Sunday, May 17, 2020

A big fan of father figures

Father figures
As we all know, father is a breadwiner of the family, always working hard to fulfilled family' needs. They seldom show deep interest in anything the kids say but small gesture/present/token of gratitude always ignite happiness in their heart. Father figures mostly showing less emotion as compare to the mother but that does not mean they don't care. They just showing love in their own way, intefering when necessary and always trying their best to be the role model for the kids to follow.

I, physically took after my father. Wherever I go people will know whose daughter am I. That does not restrict me to be as naughty as a kid should be. I do makes a lot of childish mistakes and get scolded for them. I don't even care if neighbours keep on complaining to my parents on my delinquencies, I just continue being a kid.

Growing up, I realized I possessed the same temper as my dad. And i hate him even more. I know he is dissappointed in me and i just dont know how to react to him. Once my exam result release and i pass with flying colours, he hug me and said he is proud of me.
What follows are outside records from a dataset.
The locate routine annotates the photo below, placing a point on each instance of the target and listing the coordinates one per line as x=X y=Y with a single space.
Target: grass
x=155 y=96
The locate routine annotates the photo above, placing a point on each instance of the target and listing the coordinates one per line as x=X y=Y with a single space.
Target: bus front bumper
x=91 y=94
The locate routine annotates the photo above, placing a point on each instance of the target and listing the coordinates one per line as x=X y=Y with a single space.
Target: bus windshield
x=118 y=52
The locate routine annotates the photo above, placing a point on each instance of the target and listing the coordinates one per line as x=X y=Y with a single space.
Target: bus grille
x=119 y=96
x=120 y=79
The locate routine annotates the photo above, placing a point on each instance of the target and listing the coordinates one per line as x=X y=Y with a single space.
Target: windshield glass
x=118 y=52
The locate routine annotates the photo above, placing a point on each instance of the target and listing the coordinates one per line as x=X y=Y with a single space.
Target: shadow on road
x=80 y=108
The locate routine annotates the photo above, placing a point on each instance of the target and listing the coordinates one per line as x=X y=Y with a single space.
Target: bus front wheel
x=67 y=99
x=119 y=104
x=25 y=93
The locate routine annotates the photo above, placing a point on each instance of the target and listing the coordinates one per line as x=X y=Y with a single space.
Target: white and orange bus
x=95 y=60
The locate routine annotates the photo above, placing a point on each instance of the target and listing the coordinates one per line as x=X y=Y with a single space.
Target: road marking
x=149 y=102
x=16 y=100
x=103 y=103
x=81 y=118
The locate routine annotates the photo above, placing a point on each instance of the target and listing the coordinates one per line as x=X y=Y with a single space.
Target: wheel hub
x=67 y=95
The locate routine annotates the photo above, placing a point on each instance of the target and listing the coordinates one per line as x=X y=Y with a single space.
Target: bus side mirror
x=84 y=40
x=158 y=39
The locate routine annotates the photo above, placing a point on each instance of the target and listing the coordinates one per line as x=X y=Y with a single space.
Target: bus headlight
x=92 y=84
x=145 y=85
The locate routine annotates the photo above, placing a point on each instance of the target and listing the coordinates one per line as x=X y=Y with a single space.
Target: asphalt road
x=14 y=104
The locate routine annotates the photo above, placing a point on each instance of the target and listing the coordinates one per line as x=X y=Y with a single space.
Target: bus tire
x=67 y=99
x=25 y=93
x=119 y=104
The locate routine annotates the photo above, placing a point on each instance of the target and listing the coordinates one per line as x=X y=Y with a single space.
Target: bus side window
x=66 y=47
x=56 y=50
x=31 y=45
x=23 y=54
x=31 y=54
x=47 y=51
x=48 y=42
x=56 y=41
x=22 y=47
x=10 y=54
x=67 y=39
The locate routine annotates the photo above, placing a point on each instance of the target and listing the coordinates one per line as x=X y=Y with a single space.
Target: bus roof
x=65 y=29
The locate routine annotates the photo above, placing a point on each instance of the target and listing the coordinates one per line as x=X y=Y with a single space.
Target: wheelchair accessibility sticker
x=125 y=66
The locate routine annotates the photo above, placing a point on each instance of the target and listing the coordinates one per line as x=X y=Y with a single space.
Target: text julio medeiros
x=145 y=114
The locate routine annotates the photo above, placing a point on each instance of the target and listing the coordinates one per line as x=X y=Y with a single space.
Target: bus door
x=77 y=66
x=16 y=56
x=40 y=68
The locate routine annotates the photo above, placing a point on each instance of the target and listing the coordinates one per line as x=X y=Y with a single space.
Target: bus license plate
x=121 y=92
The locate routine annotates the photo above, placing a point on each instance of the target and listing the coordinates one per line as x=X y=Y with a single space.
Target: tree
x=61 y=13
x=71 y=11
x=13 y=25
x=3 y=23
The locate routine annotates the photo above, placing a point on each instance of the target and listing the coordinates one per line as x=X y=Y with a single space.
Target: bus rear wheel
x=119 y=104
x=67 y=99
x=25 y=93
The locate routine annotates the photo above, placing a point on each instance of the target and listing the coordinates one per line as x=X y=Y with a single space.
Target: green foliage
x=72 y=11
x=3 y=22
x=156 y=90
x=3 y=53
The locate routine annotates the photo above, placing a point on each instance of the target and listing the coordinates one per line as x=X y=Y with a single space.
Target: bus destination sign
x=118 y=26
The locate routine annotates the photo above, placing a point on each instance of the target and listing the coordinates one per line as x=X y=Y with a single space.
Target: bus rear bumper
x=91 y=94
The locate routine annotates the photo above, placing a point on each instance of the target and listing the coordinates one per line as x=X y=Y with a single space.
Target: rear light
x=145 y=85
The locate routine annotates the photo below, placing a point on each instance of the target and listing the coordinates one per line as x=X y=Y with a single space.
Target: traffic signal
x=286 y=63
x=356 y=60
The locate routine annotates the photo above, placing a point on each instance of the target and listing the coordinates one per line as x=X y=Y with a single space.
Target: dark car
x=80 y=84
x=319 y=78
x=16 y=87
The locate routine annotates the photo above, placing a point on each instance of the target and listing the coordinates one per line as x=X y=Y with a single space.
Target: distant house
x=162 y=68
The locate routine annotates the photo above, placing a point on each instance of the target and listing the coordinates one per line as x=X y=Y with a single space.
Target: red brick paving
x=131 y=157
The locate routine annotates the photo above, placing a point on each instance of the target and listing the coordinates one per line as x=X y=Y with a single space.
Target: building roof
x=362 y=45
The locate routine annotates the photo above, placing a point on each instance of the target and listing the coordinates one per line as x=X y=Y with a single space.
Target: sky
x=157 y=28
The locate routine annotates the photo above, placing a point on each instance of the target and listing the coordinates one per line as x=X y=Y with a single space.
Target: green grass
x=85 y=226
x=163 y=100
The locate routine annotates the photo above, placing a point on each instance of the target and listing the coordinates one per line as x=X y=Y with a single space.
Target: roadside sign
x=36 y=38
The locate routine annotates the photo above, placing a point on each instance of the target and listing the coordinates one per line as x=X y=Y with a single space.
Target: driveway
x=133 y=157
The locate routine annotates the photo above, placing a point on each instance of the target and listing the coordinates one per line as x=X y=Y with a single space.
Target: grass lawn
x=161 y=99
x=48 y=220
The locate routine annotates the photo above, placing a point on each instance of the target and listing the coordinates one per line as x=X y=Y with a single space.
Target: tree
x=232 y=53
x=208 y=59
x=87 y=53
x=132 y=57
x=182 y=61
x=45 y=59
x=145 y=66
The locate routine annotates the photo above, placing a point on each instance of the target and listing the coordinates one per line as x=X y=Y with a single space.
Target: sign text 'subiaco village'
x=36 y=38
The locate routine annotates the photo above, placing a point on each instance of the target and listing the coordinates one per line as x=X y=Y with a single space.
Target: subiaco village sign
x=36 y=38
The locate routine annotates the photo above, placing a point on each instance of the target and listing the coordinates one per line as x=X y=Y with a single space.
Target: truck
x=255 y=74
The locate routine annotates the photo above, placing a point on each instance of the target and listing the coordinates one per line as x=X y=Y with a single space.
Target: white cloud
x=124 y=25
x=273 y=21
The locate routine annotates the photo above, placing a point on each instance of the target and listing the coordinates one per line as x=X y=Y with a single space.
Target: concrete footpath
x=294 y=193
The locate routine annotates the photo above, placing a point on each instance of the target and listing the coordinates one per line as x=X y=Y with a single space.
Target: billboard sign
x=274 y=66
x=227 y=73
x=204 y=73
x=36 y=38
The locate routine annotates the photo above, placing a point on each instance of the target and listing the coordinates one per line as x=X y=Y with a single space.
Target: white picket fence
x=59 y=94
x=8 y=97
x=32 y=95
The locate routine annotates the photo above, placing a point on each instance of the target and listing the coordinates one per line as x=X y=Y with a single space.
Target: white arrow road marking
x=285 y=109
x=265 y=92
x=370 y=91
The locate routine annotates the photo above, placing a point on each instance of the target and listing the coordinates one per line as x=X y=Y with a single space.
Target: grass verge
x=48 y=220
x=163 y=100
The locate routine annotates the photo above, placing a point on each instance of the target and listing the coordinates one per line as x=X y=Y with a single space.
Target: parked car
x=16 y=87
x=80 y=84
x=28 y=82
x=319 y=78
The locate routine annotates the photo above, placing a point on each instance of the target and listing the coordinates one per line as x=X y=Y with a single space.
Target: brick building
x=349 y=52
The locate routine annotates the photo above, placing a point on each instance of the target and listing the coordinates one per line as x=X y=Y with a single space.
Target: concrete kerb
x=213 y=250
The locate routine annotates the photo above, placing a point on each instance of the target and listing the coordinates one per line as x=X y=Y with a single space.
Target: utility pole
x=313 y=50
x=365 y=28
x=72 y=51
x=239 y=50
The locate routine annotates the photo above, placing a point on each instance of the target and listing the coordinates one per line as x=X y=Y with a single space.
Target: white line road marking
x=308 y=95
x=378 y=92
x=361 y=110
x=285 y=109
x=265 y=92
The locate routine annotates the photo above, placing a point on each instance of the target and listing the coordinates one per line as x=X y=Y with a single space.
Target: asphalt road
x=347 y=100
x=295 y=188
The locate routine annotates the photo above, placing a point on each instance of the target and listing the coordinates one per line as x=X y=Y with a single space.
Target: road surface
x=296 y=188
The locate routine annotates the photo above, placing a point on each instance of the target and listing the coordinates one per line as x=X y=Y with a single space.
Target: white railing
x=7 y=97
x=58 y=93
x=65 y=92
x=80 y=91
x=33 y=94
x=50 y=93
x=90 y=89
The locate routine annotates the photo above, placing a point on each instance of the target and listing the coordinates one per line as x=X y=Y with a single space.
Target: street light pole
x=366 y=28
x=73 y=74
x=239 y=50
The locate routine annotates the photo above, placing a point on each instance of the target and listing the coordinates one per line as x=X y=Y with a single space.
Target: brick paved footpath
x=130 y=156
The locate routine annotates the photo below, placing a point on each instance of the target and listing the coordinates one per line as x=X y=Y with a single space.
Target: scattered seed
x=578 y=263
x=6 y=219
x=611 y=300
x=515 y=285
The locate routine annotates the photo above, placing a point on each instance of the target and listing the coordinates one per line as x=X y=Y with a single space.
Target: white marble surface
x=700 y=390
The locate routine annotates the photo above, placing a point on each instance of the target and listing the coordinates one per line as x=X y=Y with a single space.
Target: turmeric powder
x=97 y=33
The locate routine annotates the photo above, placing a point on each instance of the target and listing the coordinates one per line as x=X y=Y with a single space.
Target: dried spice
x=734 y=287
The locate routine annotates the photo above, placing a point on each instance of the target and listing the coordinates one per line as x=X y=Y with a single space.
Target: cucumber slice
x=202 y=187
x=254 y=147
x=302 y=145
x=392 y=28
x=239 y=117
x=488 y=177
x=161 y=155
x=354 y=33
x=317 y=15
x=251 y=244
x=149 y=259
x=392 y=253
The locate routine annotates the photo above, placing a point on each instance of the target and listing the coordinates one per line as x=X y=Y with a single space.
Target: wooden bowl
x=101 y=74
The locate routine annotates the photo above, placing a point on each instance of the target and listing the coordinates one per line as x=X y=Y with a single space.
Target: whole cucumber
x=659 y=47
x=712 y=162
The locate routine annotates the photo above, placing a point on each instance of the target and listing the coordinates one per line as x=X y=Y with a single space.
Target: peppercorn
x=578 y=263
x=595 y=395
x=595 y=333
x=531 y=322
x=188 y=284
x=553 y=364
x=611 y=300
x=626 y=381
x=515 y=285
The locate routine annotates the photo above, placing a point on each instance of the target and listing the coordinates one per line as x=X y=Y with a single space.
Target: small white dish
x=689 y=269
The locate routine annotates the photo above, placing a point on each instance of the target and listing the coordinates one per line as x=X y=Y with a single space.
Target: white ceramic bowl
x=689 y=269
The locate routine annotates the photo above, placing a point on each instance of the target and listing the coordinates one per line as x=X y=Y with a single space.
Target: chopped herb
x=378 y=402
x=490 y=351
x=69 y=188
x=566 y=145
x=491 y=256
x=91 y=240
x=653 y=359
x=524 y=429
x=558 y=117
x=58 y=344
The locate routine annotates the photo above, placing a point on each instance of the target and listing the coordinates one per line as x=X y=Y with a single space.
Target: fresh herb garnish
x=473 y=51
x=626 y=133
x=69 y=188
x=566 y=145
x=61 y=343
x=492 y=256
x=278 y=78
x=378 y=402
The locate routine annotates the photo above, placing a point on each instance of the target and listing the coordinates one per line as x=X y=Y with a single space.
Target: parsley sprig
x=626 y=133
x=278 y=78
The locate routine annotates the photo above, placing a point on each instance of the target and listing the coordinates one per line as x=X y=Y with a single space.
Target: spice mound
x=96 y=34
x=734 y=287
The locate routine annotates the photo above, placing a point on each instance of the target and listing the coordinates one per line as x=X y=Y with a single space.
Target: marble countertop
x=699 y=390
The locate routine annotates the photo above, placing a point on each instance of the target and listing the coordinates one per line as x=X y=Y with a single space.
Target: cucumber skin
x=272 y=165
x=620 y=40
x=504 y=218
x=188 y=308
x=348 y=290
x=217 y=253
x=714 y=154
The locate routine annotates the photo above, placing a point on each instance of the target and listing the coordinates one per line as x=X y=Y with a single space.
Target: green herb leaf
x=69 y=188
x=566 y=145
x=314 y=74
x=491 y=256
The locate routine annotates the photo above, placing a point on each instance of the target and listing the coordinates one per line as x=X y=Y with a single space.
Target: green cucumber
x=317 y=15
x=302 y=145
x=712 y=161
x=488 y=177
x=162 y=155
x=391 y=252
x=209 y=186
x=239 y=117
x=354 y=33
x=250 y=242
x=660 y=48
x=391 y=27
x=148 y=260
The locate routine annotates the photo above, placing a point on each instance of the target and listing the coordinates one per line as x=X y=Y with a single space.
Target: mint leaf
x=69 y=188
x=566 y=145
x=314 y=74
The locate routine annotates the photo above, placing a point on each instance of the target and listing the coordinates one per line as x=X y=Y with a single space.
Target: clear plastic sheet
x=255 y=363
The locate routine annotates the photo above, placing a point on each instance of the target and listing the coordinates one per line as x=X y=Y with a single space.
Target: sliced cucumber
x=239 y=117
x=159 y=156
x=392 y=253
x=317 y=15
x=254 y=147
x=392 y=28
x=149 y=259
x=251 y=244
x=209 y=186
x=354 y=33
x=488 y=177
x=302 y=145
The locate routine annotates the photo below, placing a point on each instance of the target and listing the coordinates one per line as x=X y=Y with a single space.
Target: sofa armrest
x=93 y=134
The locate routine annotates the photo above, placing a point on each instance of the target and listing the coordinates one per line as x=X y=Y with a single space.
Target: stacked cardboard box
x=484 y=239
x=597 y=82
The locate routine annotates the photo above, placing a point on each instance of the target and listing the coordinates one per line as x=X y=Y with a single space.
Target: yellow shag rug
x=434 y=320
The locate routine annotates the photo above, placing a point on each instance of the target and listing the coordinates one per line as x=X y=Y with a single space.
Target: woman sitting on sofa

I never heard that before, from him, as i was regarded as the 'black sheep' of the family. I finally understand his silent does not mean ignorance towards me, he just don't know how to share them.

As i grow older and going to university, I manage to suppress my temper, by talking to my father. Every free time at home, I will try my best to have a conversation with him (even with silly topic) and we becomes friend. He didn't call me by name anymore. He just called me by "aku-kau" basis as if we are truly friend. I thinks I'm the only one who takes him seriously in a conversation (as my sister only looking for compliments and my brother is too busy to reply on anything). I become closer to him and i realize how awesome he is (no wonder his siblings respect him so much despite he's lacking in education).

And now my father is on a hospital bed, awaiting diagnosis for his bleeding urine symptoms. I just hope there are nothing serious about that. He manage to talk about his suffering and I can't help him there. I could only wish and pray for the best for him. I hope everything is going to be fine. I can't even travel back home due to this pandemic lockdown.

I miss them, both parents right know. Even though i have 20 years experienced of staying away from my family, this feeling of homesickness will never fades away. God i hate this feeling. Wish i would be there.